SANTARÉM: Apoiador de Boto comete "crime contra a ordem pública" em Alter do Chão durante o Sairé


A comunicação por meio da rede mundial de computadores se tornou quiçá a forma de troca de informações mais rápida e segura da humanidade. Documentos, vídeos e áudios circulam na velocidade da luz, por meio de fibras óticas. Portanto, a questão da rede de computadores é uma questão de segurança nacional.

Um vídeo registrado nesta sexta-feira (19), mostra um apoiador de um Boto (agremiação cultural), simplesmente cortando vários cabos de internet pelas ruas do distrito de Alter do Chão, no município de Santarém, somente para passar com um carro alegórico do Boto. Nesta semana começou a Festa do Sairé, evento tradicional de Alter do Chão. 

O que mais chama a atenção é que, nenhuma autoridade de segurança se pronunciou sobre o caso. Isso mostra que o município de Santarém, no Oeste do Pará, se transformou em uma "terra sem lei". 

Nas imagens (abaixo), é possível ver um homem utilizando um objeto para cortar a fiação que atravessava a via. Segundo relatos de moradores, a ação foi feita sem qualquer cuidado.

“A rapaziada que levou a alegoria ia cortando os cabos de internet sem um pingo de respeito com os usuários que pagam pelo fornecimento. Falta de responsabilidade”, desabafou um morador.

As alegorias são conduzidas do galpão até o Lago dos Botos, na Praça do Sairé, onde acontece a grande apresentação dos Botos Tucuxi e Cor de Rosa, marcada para este sábado (20). Ainda não foi divulgado a qual boto pertence a alegoria envolvida no caso.

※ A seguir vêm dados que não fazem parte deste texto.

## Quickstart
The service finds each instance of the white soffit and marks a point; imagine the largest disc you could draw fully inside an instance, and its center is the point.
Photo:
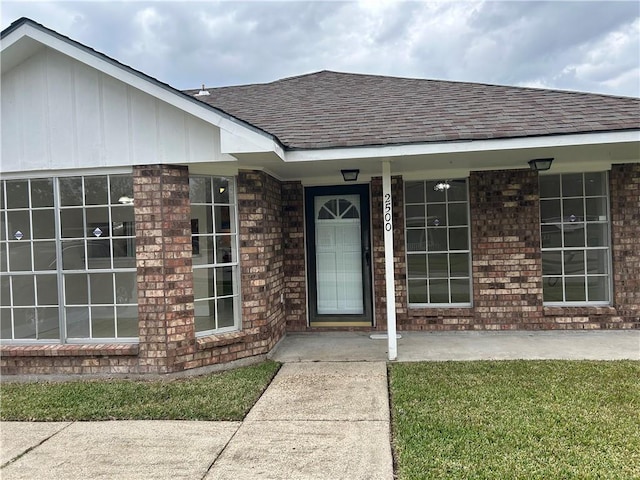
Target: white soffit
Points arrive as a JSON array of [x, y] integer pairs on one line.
[[28, 38]]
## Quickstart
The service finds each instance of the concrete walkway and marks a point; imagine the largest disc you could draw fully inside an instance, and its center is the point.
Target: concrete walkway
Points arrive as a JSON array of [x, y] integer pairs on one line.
[[325, 415]]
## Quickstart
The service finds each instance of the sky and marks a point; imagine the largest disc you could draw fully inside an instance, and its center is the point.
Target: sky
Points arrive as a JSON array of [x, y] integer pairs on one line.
[[591, 46]]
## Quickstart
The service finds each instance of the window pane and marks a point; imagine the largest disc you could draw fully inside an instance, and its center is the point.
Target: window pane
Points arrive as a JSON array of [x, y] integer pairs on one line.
[[77, 321], [458, 214], [224, 281], [460, 291], [597, 235], [47, 289], [597, 262], [95, 191], [573, 234], [459, 264], [19, 225], [224, 252], [44, 224], [70, 191], [416, 240], [101, 287], [598, 289], [24, 322], [439, 291], [19, 256], [414, 192], [417, 266], [205, 315], [550, 211], [552, 289], [574, 262], [76, 292], [225, 312], [418, 291], [438, 265], [574, 289], [17, 194], [200, 189], [549, 186], [102, 322], [437, 239], [71, 223], [459, 239], [23, 290], [42, 193], [595, 184], [436, 215], [551, 236], [552, 263], [415, 215], [572, 185], [48, 323], [127, 321]]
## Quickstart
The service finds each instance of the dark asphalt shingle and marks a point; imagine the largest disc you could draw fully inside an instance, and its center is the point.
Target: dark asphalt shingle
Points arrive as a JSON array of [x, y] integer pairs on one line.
[[330, 109]]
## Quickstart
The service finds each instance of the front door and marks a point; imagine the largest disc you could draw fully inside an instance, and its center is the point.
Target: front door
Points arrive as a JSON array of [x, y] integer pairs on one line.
[[339, 255]]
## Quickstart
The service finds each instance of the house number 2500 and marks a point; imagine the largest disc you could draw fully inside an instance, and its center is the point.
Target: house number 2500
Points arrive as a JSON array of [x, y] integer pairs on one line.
[[387, 212]]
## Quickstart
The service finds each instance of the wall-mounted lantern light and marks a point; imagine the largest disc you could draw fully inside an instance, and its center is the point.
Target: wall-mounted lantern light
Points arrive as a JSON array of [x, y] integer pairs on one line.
[[540, 164], [350, 175]]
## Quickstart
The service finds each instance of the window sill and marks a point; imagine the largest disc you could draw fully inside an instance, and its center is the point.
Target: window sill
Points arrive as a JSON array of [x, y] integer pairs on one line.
[[68, 350]]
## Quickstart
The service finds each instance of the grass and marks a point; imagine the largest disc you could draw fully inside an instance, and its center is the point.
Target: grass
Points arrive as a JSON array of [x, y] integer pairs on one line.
[[516, 420], [220, 396]]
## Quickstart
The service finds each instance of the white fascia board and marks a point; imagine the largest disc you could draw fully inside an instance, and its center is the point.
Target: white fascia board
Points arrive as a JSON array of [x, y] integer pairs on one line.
[[390, 151], [255, 140]]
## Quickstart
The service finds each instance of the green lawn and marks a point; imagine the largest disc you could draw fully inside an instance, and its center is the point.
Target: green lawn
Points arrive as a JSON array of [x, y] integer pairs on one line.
[[516, 419], [220, 396]]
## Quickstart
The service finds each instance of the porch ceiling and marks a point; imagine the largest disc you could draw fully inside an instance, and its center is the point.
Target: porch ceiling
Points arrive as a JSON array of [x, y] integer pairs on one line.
[[594, 157]]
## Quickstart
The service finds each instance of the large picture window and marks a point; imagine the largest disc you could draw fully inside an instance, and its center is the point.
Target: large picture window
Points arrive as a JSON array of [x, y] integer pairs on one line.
[[574, 214], [437, 236], [215, 253], [67, 259]]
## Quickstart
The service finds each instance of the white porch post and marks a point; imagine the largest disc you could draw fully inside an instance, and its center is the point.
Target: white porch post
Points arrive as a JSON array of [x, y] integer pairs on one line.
[[387, 215]]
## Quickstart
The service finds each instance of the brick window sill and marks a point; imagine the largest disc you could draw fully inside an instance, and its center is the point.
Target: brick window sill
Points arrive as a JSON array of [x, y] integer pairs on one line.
[[224, 339], [578, 311], [86, 350]]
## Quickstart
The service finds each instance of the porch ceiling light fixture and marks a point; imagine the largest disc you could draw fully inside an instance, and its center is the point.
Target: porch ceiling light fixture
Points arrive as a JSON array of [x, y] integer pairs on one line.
[[540, 164], [350, 175], [442, 186]]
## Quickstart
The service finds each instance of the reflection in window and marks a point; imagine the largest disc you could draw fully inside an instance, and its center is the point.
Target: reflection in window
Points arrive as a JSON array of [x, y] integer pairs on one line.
[[437, 236], [96, 297], [215, 254], [575, 238]]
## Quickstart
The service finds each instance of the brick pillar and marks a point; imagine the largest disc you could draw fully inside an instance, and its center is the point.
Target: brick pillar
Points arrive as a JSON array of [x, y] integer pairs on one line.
[[399, 258], [261, 256], [165, 276], [625, 233], [295, 293], [505, 238]]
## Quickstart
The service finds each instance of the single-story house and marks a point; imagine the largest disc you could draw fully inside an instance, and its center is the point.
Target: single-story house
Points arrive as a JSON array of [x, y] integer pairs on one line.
[[150, 230]]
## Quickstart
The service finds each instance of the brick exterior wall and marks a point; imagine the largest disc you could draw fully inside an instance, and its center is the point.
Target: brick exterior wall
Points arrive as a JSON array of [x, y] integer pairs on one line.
[[295, 289]]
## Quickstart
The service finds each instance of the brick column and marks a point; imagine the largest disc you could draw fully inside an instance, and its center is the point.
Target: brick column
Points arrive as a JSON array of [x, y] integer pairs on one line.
[[261, 256], [625, 228], [399, 258], [295, 293], [505, 238], [165, 275]]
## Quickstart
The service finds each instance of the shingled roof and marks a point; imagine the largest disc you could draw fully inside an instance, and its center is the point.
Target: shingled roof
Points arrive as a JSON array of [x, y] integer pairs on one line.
[[331, 109]]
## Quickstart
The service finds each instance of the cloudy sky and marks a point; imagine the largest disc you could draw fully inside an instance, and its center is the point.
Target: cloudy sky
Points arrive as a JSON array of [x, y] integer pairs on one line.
[[589, 46]]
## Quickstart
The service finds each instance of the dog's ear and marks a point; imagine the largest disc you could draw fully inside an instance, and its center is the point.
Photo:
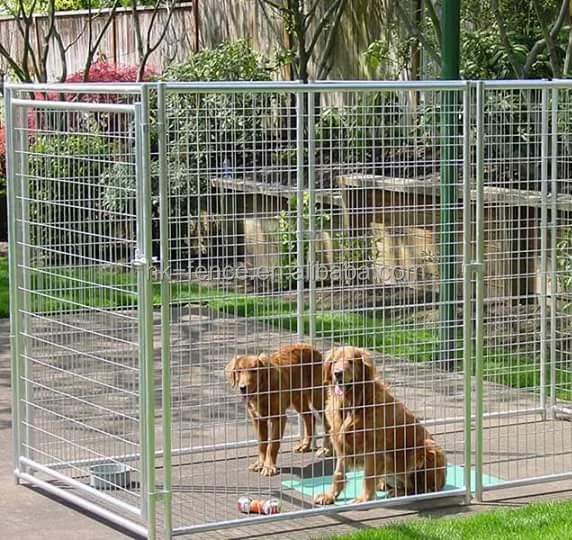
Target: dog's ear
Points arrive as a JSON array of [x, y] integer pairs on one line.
[[368, 364], [327, 367], [263, 359], [230, 371]]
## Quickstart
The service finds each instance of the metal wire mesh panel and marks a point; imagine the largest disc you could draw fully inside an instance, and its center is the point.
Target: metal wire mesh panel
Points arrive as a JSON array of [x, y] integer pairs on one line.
[[300, 218], [77, 376], [524, 218]]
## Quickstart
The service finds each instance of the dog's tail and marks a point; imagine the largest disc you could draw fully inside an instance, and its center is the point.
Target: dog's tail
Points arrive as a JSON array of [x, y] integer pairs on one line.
[[433, 475]]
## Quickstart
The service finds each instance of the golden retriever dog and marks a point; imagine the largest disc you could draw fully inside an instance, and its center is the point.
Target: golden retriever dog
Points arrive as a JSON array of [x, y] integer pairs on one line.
[[371, 428], [270, 384]]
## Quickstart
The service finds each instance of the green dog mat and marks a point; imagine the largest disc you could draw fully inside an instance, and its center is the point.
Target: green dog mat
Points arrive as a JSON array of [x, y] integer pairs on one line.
[[320, 484]]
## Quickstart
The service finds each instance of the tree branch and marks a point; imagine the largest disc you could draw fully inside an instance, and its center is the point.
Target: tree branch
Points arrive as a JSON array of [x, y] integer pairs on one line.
[[414, 32], [434, 19], [325, 66], [337, 5], [538, 46]]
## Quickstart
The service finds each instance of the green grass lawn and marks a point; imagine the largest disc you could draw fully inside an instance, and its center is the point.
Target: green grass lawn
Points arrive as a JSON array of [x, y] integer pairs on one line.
[[538, 521], [72, 289]]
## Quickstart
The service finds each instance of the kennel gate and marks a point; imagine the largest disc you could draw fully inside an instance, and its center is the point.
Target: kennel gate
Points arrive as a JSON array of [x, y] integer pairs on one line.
[[181, 200]]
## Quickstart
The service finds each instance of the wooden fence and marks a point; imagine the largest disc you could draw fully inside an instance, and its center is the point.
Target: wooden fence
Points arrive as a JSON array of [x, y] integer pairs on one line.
[[362, 23]]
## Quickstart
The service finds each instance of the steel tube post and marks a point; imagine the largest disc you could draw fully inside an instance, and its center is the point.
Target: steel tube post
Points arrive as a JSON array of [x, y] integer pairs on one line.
[[553, 247], [448, 190], [467, 291], [544, 127], [164, 236], [145, 311], [300, 232], [14, 272], [311, 218], [479, 292]]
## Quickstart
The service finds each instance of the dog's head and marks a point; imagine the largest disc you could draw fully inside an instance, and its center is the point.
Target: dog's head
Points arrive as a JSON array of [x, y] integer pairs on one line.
[[346, 366], [249, 373]]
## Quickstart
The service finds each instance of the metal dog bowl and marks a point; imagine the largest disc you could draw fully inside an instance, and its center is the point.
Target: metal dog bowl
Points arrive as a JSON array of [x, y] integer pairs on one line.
[[109, 476]]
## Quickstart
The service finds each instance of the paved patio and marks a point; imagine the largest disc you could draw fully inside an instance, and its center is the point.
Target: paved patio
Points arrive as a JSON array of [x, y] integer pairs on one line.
[[512, 449]]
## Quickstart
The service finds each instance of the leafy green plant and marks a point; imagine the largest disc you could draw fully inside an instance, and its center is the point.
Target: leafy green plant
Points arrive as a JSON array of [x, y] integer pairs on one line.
[[225, 133], [65, 190], [288, 230]]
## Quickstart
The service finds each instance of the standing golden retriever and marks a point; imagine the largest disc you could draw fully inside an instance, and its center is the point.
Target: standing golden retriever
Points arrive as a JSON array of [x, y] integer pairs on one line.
[[370, 427], [269, 384]]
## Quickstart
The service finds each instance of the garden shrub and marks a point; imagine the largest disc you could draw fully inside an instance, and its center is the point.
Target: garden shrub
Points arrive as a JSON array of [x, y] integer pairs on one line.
[[221, 132], [65, 190]]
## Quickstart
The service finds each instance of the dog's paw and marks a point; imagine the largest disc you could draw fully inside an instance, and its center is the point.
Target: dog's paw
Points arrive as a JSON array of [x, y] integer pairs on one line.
[[256, 466], [324, 498], [304, 446], [269, 470], [324, 452]]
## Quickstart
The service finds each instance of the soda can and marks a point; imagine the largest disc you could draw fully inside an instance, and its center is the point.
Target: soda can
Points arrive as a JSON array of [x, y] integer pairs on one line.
[[243, 505], [271, 506]]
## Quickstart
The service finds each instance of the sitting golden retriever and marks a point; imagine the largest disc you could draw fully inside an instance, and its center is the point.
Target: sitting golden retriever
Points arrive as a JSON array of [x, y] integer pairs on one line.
[[269, 384], [370, 427]]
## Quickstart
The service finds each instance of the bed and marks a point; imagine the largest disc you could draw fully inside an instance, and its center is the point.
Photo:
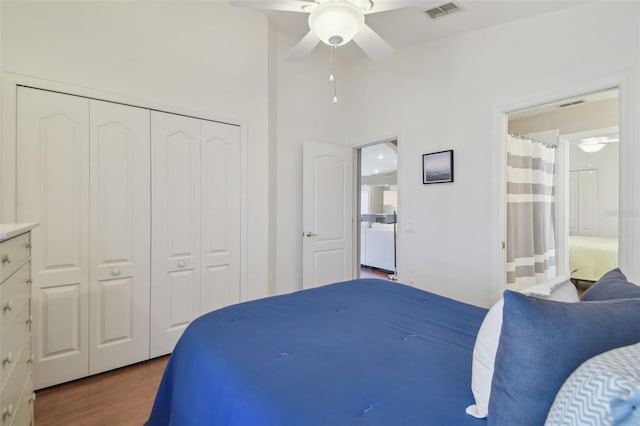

  • VEJA ABAIXO OS CRIMES PREVISTOS: 

Art. 266 - Interromper ou perturbar serviço telegráfico, radiotelegráfico ou telefônico, impedir ou dificultar-lhe o restabelecimento:

Pena - detenção, de um a três anos, e multa.

§ 1º Incorre na mesma pena quem interrompe serviço telemático ou de informação de utilidade pública, ou impede ou dificulta-lhe o restabelecimento. 

O artigo 266 do Código Penal brasileiro trata de um crime contra a ordem pública e a comunicação: interromper ou perturbar serviços telegráficos, radiotelegráficos, telefônicos ou telemáticos, bem como impedir ou dificultar o seu restabelecimento. A pena prevista é de detenção de um a três anos, além de multa.